What does one penny for Black families and a dollar for white families mean? But until we talk about money and racialized comfort of our wealth, are we talking about anything?

  • We need to talk about white families’ 401(k)s, their segregated homes, and their segregated job opportunities.

  • We need to talk about white families’ ability to build financial wealth through inheritance and social connections.

  • We need to talk about white children’s superior education and opportunity hoarding.

You realize that if this FB post is correct, most of the people in this course (you, me) are on the wrong side of history, right? We’re essentially Thomas Jefferson.

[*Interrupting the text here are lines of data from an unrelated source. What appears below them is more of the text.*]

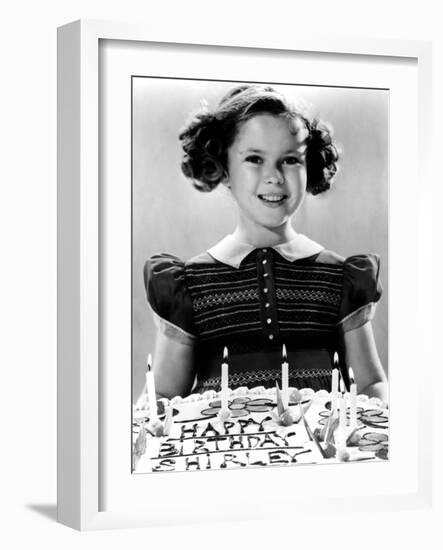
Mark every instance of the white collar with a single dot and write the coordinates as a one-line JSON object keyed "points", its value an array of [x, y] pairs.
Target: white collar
{"points": [[232, 252]]}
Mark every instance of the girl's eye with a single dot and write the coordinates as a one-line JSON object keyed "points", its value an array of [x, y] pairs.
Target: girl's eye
{"points": [[255, 159]]}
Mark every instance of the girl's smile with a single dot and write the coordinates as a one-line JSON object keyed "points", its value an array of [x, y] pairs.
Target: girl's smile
{"points": [[267, 174]]}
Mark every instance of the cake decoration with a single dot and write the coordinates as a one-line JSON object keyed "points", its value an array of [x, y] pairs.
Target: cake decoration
{"points": [[257, 427]]}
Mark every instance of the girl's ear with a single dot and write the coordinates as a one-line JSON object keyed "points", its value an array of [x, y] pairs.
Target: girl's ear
{"points": [[225, 180]]}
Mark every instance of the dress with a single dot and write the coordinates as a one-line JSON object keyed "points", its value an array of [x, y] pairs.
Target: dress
{"points": [[254, 300]]}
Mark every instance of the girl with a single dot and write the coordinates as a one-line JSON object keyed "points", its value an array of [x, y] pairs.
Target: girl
{"points": [[265, 284]]}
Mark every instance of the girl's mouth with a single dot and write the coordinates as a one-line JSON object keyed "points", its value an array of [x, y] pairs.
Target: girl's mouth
{"points": [[273, 198]]}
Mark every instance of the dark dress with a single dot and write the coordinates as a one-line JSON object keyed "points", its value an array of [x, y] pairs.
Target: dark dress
{"points": [[268, 301]]}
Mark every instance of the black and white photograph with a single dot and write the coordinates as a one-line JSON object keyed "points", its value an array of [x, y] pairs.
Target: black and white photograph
{"points": [[259, 274]]}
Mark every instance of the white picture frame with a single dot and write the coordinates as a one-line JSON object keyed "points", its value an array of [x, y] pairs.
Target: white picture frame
{"points": [[83, 396]]}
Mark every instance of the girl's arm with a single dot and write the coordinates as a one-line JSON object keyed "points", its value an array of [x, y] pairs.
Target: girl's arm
{"points": [[173, 366], [362, 356]]}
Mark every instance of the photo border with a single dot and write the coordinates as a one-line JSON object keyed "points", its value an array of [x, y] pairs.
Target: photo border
{"points": [[79, 257]]}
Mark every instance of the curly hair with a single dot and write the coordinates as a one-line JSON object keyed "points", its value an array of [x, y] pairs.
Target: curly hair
{"points": [[208, 136]]}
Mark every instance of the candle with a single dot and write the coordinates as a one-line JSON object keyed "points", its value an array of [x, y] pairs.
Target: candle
{"points": [[150, 387], [353, 400], [285, 379], [334, 390], [224, 380], [341, 430]]}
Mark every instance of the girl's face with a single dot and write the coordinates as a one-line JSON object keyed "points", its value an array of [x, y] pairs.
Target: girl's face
{"points": [[267, 170]]}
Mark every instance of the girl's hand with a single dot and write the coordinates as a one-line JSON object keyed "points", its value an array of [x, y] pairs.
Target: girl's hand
{"points": [[362, 356]]}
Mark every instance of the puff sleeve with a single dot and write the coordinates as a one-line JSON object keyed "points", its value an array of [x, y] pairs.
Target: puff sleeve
{"points": [[166, 292], [361, 291]]}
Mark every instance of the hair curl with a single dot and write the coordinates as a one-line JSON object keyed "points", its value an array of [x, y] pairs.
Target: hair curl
{"points": [[207, 137]]}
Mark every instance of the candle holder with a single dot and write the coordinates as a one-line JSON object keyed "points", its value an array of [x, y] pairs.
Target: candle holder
{"points": [[159, 428], [224, 413]]}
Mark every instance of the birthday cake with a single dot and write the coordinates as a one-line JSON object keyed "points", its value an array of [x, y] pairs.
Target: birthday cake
{"points": [[194, 433]]}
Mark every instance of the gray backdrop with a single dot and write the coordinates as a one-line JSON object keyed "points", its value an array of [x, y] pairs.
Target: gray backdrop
{"points": [[169, 215]]}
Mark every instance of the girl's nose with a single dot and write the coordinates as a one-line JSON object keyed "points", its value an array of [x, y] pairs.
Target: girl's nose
{"points": [[275, 178]]}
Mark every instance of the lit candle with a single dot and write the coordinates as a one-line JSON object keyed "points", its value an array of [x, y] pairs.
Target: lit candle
{"points": [[353, 399], [285, 379], [334, 390], [150, 387], [225, 380], [341, 430]]}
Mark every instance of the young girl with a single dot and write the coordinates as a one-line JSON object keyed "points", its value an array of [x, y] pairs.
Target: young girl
{"points": [[264, 285]]}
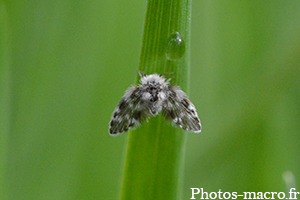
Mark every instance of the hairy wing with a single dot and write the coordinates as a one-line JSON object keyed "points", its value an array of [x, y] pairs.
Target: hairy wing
{"points": [[128, 112], [180, 110]]}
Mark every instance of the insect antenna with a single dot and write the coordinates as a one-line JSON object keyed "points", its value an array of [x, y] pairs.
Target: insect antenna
{"points": [[142, 74]]}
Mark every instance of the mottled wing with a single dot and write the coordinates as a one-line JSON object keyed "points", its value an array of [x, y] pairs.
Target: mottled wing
{"points": [[180, 110], [128, 112]]}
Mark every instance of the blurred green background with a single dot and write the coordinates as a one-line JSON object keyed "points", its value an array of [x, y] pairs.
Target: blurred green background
{"points": [[65, 65]]}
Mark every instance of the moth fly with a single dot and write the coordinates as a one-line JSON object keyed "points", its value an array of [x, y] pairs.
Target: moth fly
{"points": [[155, 94]]}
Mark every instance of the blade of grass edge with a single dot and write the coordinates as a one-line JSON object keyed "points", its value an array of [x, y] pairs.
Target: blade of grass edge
{"points": [[155, 151]]}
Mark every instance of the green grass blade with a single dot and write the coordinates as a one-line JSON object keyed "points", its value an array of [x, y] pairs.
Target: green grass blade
{"points": [[155, 151]]}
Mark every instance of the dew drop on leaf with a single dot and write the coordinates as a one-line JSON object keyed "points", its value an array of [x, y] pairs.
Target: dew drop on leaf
{"points": [[175, 48]]}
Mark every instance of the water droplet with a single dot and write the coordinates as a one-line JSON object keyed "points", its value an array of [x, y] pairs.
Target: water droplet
{"points": [[175, 48]]}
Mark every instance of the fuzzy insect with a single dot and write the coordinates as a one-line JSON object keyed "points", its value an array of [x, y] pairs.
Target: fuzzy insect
{"points": [[154, 95]]}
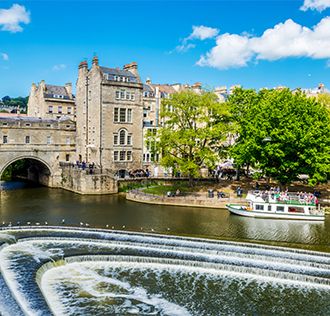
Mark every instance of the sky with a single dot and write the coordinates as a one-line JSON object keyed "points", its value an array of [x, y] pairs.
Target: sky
{"points": [[256, 44]]}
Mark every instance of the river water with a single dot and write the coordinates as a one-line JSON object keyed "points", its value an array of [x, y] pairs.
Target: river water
{"points": [[137, 259], [53, 206]]}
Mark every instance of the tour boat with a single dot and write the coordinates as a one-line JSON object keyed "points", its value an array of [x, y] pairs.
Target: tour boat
{"points": [[279, 205]]}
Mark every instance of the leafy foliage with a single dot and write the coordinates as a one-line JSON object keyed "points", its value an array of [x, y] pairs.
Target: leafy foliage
{"points": [[195, 126], [282, 133]]}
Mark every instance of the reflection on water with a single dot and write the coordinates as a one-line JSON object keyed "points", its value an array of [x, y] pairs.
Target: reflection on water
{"points": [[53, 206]]}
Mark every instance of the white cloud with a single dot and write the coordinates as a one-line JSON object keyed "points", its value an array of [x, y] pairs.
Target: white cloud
{"points": [[198, 33], [202, 33], [184, 47], [5, 56], [318, 5], [10, 19], [284, 40], [59, 67]]}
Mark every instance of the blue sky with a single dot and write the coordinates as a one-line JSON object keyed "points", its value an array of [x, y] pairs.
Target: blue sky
{"points": [[47, 40]]}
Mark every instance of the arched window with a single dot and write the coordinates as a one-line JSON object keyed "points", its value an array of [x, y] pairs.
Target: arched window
{"points": [[122, 137]]}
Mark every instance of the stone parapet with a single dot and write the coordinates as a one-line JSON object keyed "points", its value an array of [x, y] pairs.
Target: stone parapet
{"points": [[197, 200], [80, 181]]}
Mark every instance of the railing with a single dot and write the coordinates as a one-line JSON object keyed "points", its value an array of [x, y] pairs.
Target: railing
{"points": [[286, 197], [187, 196]]}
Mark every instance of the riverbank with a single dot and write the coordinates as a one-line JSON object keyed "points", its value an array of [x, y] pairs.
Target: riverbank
{"points": [[193, 200]]}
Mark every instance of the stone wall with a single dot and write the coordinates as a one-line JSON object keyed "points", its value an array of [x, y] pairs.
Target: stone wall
{"points": [[188, 201], [79, 181]]}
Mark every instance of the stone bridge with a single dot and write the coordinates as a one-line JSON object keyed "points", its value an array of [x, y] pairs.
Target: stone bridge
{"points": [[42, 143], [48, 146]]}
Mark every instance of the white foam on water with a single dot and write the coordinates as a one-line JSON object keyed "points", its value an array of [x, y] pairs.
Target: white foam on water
{"points": [[239, 260], [7, 237], [84, 275]]}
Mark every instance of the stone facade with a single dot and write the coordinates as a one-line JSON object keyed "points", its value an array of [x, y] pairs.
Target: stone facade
{"points": [[110, 117], [50, 101], [45, 141]]}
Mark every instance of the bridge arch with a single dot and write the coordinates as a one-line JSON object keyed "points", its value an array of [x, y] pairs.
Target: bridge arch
{"points": [[42, 171]]}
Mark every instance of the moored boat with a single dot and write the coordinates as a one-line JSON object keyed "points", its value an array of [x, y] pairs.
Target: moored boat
{"points": [[279, 205]]}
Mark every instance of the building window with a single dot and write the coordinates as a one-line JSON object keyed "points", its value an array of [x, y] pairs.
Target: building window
{"points": [[129, 115], [122, 155], [122, 116], [122, 136], [116, 114]]}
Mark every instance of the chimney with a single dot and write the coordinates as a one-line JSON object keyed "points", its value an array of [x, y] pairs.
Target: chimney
{"points": [[68, 88], [33, 89], [42, 85], [132, 67], [83, 64], [197, 86], [95, 61]]}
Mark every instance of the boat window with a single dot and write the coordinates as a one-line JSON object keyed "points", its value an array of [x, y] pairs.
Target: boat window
{"points": [[296, 209], [280, 208]]}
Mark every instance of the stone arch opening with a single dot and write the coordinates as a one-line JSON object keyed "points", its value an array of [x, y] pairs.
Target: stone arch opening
{"points": [[27, 168]]}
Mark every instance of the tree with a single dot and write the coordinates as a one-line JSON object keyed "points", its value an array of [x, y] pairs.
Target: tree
{"points": [[282, 133], [195, 126]]}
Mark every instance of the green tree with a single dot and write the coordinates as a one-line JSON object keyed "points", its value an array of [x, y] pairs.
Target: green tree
{"points": [[195, 126], [282, 133]]}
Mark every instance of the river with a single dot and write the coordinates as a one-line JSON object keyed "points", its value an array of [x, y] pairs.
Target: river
{"points": [[126, 258], [40, 204]]}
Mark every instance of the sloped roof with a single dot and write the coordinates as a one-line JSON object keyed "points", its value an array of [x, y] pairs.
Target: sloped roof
{"points": [[59, 90], [165, 88], [117, 72], [148, 88]]}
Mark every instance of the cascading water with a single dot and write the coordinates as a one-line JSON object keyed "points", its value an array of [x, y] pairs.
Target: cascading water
{"points": [[66, 271]]}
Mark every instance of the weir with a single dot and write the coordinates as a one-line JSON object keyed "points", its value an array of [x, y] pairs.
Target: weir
{"points": [[40, 251]]}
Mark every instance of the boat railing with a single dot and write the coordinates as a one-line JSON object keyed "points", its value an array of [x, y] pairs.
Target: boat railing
{"points": [[284, 197]]}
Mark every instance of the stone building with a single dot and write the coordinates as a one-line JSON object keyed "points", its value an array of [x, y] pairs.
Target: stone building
{"points": [[50, 101], [43, 142], [110, 117]]}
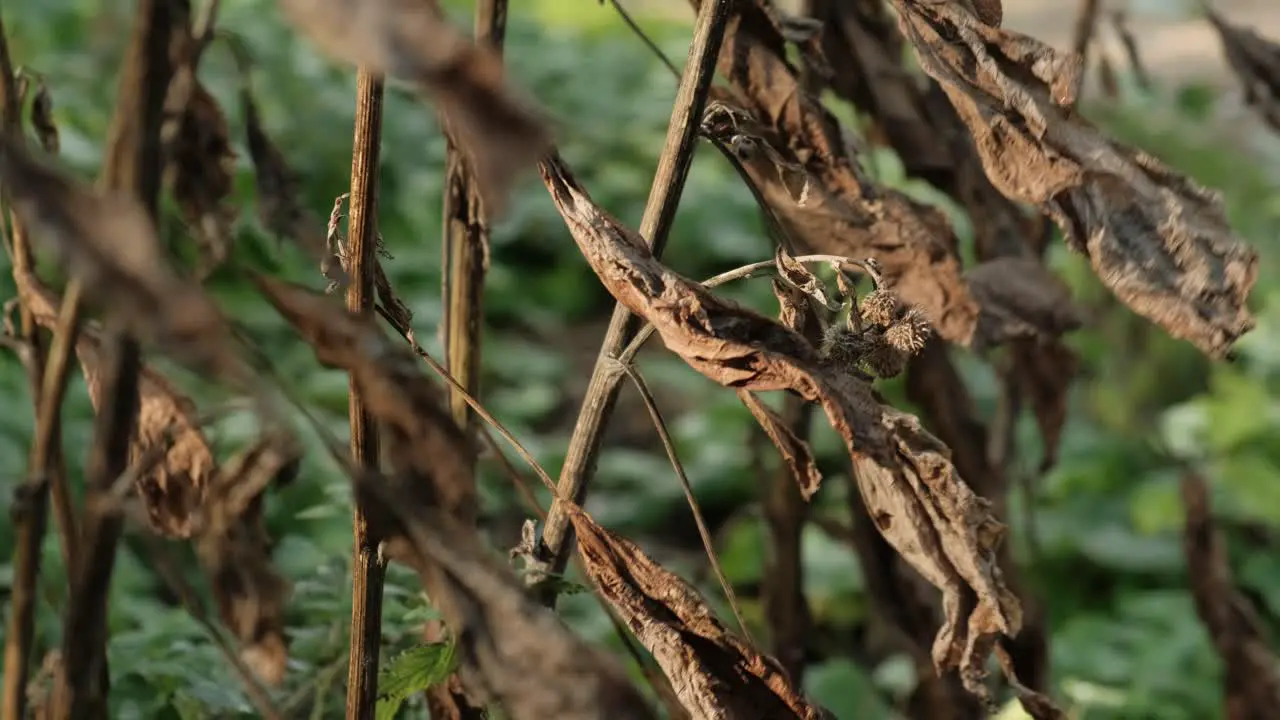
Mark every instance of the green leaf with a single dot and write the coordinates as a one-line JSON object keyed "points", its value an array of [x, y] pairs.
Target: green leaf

These are conversations people in polite company don’t want to have. It feels good to be privileged. It feels good to be more educated, more wealthy, more powerful. To travel to warm places in the winter and to other cultures, where incidentally our dollar is so much more powerful. And we want to believe we’ve “earned” the right to all of this, through our hard work, our innate abilities, and our ability to get along with others. Our belief in our own worth, our place in this “meritocracy,” is a large part of our living in racialized comfort.

The heart of racism is denial. The heart of anti-racism is confession. - Ibram X. Kendi

ASSIGNMENT

Reflect on this quote and the two questions below and write a personal essay:

 I sit on a man’s back choking him and making him carry me, and yet assure myself and others that I am sorry for him and wish to lighten his load by all means possible...except by getting off his back.
― Leo Tolstoy, What Then Must We Do?

How does your financial security rely on/perpetuate white supremacy? What are your feelings around it?

Talking about this is hard and personal. Take a look at this list of feelings and the deeper needs they express. When you contemplate how you have benefitted from white supremacy, your desire for racial justice, and what you might have to do to contribute to it, what feelings and needs come up? What place are you not feeling? What part of you are you rejecting? What truth are you not willing to accept?

Personal essays due Thursday by midnight. These are personal essays for self-examination. Try not abstract the problem to “society” or to what “they” (the wealthy 1%, for example) should do. The question is our own participation in the system. If you are willing, include your Case for Reparations timeline.

BONUS: Malcolm X said, “You can’t have capitalism without racism.” What does he mean by that? “Whiteness” was an idea invented to justify the exploitation of non-Europeans. Episodes 2 and 3 of the Seeing White podcast describe how capitalism has always been the underlying motivation of modern racism.